Ultimately, the noose Mueller’s band of partisan prosecutors hung around Flynn’s neck is a law that often is used by federal attorneys – 18 U.S.C. §1001.  This is the single count to which Flynn plead guilty in late 2017 (and for which he still awaits sentencing). It is this non-descript law that is in many respects a “prosecutor’s best friend” because of its broad scope.

 

Make no mistake, this section of the federal criminal code is legitimate and serves a valuable public purpose if properly utilized. In essence, the provision makes it a felony to “knowingly and willfully” lie to a federal agent. Unlike a number of other, similar federal and state crimes such as perjury, however, a person can be convicted of violating “Section 1001” (as the section is commonly known) without having been first placed under oath; hence its broad reach.

 

This “1001” language also can be found in the small print on almost every federal form that individuals sign, including most banking forms, federal assistance paperwork and so forth. It truly is a trap for the unwary and the dishonest.

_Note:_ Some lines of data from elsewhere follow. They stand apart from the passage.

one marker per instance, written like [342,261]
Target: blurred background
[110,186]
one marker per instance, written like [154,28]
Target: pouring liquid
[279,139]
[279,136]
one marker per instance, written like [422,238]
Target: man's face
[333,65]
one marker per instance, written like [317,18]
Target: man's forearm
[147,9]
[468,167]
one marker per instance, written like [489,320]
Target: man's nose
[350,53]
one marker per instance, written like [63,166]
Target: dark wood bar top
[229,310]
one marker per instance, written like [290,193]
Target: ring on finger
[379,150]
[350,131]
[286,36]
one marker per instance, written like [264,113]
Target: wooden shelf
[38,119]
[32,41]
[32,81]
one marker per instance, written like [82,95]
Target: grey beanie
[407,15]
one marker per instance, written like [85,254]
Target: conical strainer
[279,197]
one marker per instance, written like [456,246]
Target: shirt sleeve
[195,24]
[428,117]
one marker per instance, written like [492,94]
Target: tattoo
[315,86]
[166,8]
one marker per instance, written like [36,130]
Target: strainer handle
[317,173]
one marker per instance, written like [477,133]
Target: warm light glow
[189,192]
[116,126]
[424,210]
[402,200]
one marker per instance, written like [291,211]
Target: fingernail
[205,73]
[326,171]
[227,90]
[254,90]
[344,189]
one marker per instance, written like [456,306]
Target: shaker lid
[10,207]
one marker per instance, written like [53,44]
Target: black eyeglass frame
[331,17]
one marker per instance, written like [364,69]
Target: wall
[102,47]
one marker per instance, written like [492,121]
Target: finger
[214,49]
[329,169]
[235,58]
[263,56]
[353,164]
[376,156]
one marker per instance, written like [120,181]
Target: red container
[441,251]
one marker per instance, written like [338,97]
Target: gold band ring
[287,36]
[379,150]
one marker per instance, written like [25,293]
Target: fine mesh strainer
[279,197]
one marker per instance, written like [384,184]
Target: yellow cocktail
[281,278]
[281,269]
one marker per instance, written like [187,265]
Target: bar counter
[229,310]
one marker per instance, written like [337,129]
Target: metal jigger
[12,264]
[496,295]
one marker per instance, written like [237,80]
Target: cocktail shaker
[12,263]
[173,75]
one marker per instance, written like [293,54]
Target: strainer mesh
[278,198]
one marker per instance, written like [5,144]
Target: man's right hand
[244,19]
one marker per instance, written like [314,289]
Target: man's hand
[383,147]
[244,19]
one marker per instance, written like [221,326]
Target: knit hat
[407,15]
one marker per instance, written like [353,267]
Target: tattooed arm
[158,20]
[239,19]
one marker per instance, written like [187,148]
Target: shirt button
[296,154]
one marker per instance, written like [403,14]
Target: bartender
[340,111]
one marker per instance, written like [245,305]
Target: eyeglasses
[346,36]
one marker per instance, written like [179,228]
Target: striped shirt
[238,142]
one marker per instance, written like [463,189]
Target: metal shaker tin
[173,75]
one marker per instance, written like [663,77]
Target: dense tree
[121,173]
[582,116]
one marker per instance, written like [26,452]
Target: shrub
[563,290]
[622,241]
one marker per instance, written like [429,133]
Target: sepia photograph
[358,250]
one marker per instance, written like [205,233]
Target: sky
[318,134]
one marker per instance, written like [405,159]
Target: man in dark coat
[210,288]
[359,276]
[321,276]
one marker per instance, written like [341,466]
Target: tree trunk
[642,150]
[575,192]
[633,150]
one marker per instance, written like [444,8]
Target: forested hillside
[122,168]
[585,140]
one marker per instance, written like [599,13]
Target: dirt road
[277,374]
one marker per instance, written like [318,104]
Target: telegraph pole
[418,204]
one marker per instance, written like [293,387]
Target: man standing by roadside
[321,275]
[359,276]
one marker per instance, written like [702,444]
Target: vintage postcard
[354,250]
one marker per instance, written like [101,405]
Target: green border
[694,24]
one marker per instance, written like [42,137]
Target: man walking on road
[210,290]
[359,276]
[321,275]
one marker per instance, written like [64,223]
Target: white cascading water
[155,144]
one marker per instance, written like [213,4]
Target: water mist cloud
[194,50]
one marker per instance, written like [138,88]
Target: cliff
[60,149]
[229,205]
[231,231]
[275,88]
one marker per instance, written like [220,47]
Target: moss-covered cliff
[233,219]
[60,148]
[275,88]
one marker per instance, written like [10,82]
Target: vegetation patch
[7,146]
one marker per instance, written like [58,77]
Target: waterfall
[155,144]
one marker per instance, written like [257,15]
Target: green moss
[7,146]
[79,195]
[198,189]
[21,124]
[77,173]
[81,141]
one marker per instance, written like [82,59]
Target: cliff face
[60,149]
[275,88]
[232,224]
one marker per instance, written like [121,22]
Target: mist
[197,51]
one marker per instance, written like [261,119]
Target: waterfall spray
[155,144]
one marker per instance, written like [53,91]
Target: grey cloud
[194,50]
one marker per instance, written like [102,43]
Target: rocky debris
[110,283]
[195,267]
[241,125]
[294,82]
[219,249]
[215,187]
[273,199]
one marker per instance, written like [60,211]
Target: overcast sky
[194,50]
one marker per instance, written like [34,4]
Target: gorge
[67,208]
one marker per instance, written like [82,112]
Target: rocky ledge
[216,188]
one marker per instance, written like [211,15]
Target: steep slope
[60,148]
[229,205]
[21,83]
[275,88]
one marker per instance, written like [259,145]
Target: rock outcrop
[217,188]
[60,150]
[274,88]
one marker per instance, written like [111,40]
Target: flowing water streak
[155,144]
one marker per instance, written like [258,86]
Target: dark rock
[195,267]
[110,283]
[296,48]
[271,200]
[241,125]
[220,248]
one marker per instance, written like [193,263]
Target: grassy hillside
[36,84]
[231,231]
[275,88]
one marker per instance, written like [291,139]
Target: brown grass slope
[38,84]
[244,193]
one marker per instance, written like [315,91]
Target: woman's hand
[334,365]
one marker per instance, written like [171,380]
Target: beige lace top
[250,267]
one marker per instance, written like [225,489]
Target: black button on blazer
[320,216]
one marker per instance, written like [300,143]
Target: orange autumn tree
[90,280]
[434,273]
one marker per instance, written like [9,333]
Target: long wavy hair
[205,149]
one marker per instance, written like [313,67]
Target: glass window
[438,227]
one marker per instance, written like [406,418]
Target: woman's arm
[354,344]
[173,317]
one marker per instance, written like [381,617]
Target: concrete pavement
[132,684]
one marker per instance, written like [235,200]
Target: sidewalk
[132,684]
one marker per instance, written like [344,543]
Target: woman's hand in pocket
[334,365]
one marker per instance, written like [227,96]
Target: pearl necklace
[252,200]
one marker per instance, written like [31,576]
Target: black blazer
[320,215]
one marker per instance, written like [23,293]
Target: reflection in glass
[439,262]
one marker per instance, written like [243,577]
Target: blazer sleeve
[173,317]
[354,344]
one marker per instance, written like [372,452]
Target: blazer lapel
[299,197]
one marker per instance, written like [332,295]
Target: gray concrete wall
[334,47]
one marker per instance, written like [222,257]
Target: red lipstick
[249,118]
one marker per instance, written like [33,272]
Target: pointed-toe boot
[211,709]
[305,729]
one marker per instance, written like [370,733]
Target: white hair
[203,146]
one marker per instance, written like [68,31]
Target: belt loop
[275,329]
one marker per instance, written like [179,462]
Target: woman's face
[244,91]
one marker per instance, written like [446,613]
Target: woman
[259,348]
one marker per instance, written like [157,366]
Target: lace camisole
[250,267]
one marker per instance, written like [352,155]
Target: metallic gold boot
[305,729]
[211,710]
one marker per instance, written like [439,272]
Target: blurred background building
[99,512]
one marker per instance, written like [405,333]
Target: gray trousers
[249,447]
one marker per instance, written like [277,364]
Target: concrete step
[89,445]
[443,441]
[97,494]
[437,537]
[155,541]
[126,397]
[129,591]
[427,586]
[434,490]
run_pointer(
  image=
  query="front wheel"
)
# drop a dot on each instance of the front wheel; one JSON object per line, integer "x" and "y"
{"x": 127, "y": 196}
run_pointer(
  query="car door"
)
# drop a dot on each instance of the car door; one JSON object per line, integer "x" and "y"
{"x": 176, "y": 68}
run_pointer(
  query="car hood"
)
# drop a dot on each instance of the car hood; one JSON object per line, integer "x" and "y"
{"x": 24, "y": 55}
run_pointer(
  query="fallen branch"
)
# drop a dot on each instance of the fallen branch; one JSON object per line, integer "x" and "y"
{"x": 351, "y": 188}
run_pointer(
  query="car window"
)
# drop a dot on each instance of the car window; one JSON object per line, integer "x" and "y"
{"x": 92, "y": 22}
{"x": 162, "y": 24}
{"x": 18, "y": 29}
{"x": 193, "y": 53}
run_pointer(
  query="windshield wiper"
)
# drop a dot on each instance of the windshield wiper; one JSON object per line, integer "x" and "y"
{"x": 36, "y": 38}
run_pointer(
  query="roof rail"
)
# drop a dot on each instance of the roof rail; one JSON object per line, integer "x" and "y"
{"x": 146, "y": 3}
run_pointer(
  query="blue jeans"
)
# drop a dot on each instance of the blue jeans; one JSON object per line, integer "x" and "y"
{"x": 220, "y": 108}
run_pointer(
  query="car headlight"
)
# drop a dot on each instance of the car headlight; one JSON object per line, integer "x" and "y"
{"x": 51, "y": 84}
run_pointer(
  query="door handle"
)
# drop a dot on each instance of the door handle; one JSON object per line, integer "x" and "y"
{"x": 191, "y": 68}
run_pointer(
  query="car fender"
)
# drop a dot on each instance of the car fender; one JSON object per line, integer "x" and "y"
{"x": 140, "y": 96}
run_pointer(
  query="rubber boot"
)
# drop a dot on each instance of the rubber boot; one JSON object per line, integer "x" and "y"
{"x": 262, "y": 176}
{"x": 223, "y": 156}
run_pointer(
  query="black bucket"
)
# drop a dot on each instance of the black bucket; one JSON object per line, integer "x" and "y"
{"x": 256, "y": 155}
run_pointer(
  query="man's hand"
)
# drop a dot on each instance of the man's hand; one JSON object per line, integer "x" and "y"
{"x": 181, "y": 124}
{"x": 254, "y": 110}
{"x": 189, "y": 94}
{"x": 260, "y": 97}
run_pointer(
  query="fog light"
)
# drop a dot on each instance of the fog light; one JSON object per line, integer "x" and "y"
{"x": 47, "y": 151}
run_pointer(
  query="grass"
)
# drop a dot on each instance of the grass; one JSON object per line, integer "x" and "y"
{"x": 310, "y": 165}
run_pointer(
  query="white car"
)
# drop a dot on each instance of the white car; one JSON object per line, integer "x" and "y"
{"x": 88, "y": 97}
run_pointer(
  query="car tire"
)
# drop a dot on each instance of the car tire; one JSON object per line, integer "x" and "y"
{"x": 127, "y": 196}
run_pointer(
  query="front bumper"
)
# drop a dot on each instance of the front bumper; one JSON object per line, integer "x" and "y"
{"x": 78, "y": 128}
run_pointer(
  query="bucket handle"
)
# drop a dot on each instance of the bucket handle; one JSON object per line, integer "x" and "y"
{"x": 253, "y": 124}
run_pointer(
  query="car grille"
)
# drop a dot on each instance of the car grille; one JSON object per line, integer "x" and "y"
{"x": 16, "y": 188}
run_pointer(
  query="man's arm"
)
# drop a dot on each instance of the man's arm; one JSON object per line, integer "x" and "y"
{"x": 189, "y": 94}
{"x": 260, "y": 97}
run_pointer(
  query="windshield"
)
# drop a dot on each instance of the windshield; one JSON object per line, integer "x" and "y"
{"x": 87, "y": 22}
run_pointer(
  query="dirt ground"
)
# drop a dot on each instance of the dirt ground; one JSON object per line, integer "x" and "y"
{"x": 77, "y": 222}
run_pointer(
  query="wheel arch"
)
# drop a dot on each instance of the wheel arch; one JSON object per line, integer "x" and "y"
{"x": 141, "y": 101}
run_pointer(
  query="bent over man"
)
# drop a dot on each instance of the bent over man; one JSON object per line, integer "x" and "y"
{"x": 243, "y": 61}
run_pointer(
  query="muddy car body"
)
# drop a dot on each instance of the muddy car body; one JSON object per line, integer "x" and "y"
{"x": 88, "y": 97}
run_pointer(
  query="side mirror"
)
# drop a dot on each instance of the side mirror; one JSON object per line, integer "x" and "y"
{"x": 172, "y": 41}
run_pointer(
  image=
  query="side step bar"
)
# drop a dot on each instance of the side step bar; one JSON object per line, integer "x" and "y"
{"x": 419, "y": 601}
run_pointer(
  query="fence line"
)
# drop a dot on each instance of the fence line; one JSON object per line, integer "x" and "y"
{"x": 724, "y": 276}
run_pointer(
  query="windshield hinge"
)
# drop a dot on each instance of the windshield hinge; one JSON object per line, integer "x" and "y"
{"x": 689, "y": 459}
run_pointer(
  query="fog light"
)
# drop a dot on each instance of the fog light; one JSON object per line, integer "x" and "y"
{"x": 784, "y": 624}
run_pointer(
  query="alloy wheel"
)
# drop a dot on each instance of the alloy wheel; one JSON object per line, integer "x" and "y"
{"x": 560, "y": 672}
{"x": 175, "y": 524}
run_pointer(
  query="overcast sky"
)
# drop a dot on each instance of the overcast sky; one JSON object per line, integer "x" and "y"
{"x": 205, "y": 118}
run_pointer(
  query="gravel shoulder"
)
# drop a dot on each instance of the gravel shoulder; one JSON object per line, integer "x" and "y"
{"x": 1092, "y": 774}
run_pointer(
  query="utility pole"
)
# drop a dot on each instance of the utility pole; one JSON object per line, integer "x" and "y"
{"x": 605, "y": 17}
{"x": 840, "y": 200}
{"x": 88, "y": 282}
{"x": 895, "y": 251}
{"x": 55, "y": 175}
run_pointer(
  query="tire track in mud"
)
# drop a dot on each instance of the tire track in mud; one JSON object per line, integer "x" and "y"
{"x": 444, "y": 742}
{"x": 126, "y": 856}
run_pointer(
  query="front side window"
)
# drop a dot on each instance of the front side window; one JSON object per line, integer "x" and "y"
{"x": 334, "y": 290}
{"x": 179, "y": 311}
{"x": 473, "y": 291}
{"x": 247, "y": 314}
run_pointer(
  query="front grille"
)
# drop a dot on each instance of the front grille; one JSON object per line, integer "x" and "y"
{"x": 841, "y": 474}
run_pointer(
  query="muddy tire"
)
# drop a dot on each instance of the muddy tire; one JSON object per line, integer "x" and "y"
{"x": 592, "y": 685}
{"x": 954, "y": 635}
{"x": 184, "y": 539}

Its use in the Flynn case, however, demonstrates that a legitimate and well-intended law, when placed in the hands of overly zealous investigators and prosecutors, becomes a cudgel by which federal agents can punish those with whom they disagree.

 

Hopefully, Bill Barr, the current Attorney General of the United States, will heed his predecessor’s 1940 admonition, and bring to justice those who so blatantly abused their positions of trust in targeting Gen. Flynn.

 

Bob Barr represented Georgia’s 7th District in the U.S. House of Representatives from 1995 to 2003 and was the U.S. Attorney for the Northern District of Georgia from 1986 to 1990.  He now serves as President of the Law Enforcement Education Foundation based in Atlanta, Georgia.